Two years ago, Carol's younger sister, Barb, and I had renewed contact and I shared Lucy's message with her.

"I think I remember her family in one of the small cabins right near the road to the lake," Barb wrote back. "She said such nice things about us. I have many fond family memories of those days."

I told Lucy that from age 12 through high school, I was often a guest of the Olmsted family in their small but comfortable year-round cabin in Speculator, New York, which Carol's father, Tink, had built. It had a wood stove; Tink chopped the wood. My stays were always in the winter, since my summers were spent at home on Lake Ontario and in YWCA camp.

Lucy described her path in life as an artist, an art teacher in Boston public schools, a former Peace Corps volunteer teacher in Africa, an administrator at MIT and now a member of a memoir writing group for retirees at MIT.

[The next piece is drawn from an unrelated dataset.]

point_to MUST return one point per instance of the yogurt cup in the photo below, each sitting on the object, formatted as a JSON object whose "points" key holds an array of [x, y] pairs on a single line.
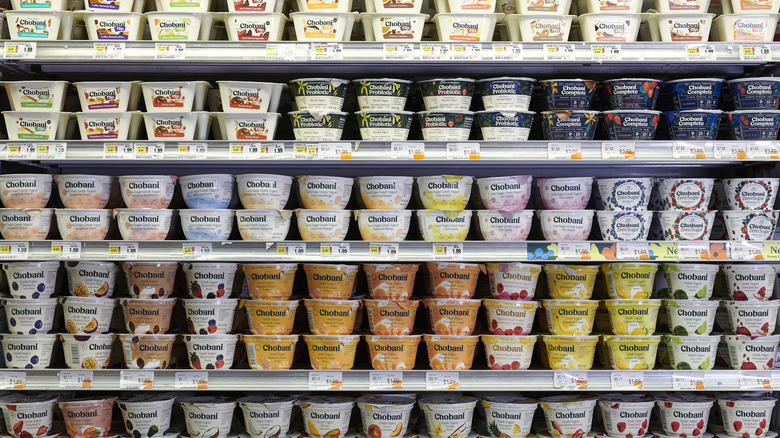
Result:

I was surprised and pleased to receive this reconnection. It turns out there is one more. One of Lucy's good friends is former Patriot Ledger reporter and feature writer Lane Lambert, who retired several years ago, and it was fun to hear of his new ventures as a writer.

When we find a way to connect people past and present, we revive memories that are still important years later. They remind us of where we came from and those who helped support and form us.

Thank you, Carol, and thank you, Lucy.

What's in a name?

A recent column about my tripping and falling in the woods brought this unusual response.

"Sue, I happened upon your article because I'm an old hiker/backpacker suffering from balance issues. I was struck by your last name. There aren't very many of us. My roots are in Iowa."  – Bill Scheible, Portland, Oregon

Bill and I had fun exchanging information about various relatives, Midwest clues and decided we probably are connected somewhere. Bill is about my age. You never know!